You May Laugh at Me a Little, dir. Yuula Benivolski
2025 | Canada | 22.5 | 16mm on video | Manitoban premiere
You May Laugh at Me a Little is a film about a glassblower in Hebron—a place historically known for its glass and ceramics production, which shaped the city’s economy for centuries. In 2022 I interviewed the last glassblower in Hebron’s Old City, and filmed him during a typical day at his studio.
b.longing, dir. mystery byrd
2025 | Canada | 3 | video
A dialogue and poetic home video about belonging, from young people living in modern capitalist colonial society.
Behind the Statues, dir. Daniel Márquez
2025 | Canada / Venezuela | 4 | super 8mm on video
Behind the Statues documents the spaces and voices that resound in an apartment block behind a historic hotel. In conversation with architects and residents, the film resides in Winnipeg's Fort Garry Place, dwelling in its opulent paradox and taking a seat between discourse and experience.

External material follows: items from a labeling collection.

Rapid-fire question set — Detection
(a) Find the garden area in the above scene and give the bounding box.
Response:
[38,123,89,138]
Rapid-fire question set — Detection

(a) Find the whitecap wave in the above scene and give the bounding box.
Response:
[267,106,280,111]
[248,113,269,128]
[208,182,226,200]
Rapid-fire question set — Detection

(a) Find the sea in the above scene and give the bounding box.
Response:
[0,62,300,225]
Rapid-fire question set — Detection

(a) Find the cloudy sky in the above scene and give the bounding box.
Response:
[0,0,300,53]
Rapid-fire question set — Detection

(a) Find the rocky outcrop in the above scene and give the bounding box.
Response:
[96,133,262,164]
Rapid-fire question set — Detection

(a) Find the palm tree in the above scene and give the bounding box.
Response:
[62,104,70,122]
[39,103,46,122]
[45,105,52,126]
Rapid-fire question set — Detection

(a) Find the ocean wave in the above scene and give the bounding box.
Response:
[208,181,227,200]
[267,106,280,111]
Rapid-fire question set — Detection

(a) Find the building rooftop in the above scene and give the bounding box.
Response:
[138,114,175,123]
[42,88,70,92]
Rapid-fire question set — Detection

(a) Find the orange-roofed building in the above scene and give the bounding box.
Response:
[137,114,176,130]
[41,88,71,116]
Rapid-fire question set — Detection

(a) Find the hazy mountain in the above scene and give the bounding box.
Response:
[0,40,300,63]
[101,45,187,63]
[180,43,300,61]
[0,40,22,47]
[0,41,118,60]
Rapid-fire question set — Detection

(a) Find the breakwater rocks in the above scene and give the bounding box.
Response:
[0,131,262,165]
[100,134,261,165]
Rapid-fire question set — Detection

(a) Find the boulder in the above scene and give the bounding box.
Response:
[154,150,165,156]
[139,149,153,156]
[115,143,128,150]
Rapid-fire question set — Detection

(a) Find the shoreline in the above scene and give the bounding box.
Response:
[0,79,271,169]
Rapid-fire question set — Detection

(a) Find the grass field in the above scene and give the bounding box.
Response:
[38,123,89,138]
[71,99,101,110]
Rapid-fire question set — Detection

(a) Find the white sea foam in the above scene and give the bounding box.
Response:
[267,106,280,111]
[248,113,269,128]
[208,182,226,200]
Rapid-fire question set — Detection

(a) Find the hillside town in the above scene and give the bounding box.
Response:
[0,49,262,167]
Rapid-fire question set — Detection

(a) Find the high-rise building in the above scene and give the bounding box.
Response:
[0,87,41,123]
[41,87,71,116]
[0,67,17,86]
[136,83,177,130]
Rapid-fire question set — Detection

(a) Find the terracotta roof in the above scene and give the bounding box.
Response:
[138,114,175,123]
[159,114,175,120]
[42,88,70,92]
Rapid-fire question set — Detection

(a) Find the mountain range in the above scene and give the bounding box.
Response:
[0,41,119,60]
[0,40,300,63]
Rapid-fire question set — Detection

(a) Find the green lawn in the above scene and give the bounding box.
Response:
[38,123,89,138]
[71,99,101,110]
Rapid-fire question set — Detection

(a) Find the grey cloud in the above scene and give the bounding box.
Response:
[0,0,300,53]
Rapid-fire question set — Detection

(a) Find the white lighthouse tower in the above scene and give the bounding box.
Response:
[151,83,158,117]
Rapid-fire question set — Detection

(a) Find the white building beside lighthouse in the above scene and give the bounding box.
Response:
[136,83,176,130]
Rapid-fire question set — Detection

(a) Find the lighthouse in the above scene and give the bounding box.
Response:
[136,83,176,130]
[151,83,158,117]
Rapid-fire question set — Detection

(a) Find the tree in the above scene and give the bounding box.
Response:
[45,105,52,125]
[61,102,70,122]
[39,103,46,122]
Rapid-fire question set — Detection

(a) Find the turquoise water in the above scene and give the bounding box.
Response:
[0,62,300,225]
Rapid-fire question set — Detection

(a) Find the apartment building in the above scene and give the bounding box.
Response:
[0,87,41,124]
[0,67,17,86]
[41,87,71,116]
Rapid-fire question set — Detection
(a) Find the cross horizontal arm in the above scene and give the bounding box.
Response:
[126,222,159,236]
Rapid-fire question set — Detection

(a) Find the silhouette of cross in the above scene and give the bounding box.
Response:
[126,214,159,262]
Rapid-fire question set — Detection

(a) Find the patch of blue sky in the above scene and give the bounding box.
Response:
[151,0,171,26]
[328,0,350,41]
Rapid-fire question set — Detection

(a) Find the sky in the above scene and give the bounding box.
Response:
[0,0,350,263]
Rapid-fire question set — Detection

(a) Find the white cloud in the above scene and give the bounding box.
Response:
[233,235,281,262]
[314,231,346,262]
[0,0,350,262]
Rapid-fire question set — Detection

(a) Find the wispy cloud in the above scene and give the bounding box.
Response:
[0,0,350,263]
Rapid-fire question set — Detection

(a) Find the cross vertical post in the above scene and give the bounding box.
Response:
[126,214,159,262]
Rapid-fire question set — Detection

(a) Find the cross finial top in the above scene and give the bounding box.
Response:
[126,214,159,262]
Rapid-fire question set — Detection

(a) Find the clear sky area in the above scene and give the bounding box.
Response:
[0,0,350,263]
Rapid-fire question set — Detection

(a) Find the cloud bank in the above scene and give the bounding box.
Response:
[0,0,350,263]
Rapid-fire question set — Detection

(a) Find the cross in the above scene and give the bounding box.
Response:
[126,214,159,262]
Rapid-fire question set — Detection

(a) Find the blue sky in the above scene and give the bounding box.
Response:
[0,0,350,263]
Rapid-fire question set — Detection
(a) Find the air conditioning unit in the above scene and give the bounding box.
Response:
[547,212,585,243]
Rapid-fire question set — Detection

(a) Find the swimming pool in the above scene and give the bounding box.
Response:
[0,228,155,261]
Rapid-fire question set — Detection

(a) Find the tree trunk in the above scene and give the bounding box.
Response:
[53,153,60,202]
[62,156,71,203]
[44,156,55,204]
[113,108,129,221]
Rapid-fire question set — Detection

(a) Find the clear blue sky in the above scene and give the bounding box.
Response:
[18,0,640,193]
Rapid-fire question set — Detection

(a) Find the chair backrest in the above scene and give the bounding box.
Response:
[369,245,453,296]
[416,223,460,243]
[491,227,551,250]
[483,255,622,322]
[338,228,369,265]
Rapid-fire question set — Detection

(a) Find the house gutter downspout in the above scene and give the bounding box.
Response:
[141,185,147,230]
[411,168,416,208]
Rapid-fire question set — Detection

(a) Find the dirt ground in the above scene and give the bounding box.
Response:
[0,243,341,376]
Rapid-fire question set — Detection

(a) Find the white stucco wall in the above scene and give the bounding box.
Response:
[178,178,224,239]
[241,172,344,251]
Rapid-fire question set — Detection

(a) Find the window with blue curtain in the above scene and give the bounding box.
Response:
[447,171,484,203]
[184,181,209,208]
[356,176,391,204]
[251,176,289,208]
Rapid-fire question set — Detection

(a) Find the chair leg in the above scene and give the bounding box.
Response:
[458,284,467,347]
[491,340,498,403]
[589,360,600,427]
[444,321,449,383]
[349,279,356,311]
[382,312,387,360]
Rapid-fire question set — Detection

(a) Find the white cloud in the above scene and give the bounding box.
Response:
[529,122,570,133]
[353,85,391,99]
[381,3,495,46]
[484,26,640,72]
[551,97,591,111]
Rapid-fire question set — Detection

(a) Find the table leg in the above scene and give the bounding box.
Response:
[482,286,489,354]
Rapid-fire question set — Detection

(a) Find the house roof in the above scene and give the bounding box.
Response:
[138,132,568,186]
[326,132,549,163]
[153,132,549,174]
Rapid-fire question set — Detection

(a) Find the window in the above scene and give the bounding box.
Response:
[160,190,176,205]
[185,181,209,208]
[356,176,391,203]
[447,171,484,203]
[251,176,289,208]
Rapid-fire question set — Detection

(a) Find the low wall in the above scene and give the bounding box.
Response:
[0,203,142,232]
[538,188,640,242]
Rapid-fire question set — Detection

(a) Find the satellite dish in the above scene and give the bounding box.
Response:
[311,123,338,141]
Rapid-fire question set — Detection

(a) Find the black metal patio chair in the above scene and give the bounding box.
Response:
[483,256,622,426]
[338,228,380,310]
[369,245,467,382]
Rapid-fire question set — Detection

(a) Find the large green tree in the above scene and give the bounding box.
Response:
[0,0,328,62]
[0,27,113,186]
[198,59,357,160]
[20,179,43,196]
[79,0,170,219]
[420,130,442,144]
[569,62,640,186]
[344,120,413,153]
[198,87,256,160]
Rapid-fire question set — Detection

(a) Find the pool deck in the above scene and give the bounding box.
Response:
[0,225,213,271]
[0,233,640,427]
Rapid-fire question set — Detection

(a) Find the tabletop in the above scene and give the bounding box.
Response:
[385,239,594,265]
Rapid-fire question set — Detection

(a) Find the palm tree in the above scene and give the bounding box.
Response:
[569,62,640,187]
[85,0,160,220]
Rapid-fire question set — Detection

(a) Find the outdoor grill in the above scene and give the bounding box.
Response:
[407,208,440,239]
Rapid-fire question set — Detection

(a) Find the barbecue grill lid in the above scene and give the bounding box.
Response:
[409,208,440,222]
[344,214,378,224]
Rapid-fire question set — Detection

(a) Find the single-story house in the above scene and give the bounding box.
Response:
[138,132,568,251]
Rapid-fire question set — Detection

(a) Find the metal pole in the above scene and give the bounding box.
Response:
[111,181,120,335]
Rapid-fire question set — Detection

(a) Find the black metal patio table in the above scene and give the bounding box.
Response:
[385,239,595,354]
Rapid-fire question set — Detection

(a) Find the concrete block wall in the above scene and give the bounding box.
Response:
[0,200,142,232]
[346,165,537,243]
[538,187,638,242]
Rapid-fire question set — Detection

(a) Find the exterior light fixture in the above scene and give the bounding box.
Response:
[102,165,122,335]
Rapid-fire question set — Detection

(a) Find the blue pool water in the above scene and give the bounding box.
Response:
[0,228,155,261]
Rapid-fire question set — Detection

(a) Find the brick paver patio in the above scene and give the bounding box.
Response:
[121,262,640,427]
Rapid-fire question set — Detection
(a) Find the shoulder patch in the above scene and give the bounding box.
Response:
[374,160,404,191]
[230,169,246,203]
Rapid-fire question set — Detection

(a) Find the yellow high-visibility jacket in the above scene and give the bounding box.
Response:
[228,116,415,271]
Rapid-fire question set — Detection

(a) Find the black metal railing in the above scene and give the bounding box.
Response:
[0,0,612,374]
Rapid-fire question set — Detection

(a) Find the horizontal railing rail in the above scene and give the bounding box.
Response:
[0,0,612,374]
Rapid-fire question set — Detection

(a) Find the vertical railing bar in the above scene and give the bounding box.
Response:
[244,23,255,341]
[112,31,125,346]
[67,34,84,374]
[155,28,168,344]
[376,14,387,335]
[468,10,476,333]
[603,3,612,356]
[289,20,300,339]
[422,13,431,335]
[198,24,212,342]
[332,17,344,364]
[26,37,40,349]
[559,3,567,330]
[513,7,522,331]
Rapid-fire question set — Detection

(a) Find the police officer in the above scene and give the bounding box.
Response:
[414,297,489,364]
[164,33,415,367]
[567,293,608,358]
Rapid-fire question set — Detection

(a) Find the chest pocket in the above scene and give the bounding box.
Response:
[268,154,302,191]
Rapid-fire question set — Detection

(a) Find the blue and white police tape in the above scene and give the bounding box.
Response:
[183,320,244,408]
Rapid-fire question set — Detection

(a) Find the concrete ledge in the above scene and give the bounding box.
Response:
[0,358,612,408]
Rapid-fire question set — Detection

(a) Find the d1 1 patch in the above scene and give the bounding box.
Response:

Learning from Learning from Las Vegas, dirs. Sam Taffel + Gillian Waldo
2025 | USA | 18 | 16mm on video | Canadian premiere
An experimental adaptation of the seminal architectural text Learning from Las Vegas (1972) by architects Denise Scott Brown and Robert Venturi. The film charts the evolution of their professional and romantic relationship while exploring the motels, neon signs, and wedding chapels described in the book. In attempting to recreate Brown & Venturi’s concepts and taxonomies, the filmmakers find themselves caught between the past and the present, searching for meaning in the contemporary landscape of Las Vegas as well as their own partnership.